— Но почему тогда вы отпускаете нас? А не хотите воевать сразу?
— Возможно, это ошибка… Но мы бы хотели, чтобы вы ушли от нас с миром, — а нашу ошибку исправляли бы другие.
— То есть, вы считаете, наше приключение продлится недолго? — спросила Маша.
— Да, — кивнул мудрец. — Если вы не вернетесь туда, откуда его начали… Иначе я не дам за ваши жизни и ломаного гроша.
Так что Маше и Ивану достался микроавтобус и полная свобода выбирать маршрут дальнейшего движения.
Их сумки, с которыми они ехали в поезде, аккуратно стояли в проходе. Маша могла бы, наконец-то переодеться, раз власть нашла на власть, и смирять себя не было больше нужды, — но она все-равно осталась в своем деревенском платье и в своем деревенском платке, который скрывал ее волосы и уши.
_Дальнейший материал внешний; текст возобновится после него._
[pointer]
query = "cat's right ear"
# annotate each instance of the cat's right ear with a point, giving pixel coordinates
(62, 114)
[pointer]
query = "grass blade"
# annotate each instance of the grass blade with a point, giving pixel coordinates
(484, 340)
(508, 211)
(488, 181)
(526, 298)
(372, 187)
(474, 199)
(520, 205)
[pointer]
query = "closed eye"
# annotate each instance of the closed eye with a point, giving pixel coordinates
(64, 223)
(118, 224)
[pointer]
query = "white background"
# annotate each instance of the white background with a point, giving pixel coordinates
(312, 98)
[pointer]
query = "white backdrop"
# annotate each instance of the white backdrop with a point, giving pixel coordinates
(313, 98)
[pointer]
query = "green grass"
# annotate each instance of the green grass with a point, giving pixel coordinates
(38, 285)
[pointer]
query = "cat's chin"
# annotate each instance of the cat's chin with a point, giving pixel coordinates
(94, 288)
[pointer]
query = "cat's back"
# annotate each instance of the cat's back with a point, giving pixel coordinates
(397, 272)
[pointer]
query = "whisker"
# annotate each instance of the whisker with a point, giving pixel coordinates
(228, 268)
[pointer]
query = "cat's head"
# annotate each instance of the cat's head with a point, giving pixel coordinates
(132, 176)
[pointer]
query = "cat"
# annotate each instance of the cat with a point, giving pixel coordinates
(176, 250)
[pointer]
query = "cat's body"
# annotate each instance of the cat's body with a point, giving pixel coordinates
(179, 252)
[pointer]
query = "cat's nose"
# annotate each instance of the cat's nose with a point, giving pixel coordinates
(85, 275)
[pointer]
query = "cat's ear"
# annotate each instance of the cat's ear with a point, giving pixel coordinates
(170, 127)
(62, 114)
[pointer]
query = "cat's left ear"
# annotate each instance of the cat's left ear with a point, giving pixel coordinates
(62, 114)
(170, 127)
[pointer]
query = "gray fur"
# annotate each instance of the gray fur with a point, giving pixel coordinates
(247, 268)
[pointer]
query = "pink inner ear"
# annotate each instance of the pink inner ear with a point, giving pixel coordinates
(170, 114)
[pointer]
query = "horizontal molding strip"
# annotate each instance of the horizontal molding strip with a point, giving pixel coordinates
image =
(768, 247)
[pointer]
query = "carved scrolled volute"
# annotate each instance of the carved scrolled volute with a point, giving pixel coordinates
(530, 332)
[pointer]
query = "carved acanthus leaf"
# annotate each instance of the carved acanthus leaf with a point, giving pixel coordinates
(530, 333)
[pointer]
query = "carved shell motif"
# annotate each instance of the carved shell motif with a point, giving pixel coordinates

— До Казани далеко? — спросил Иван водителя.
— Если по прямой, — то будет километров триста — триста пятьдесят.
— Часов за пять доберемся? — спросил Иван.
— Нет, — сказал водитель. — Я туда не поеду, там ханство. В момент без головы останешься… Я только до Усы, — а дальше, как знаете.
— Это, где ярмарка?
Водитель кивнул.
— А до Казани никак нельзя? — снова спросил Иван. — За бабки?
Водитель отрицательно покачал головой.
Видно, ханства они боялись побольше, чем их с Машкой.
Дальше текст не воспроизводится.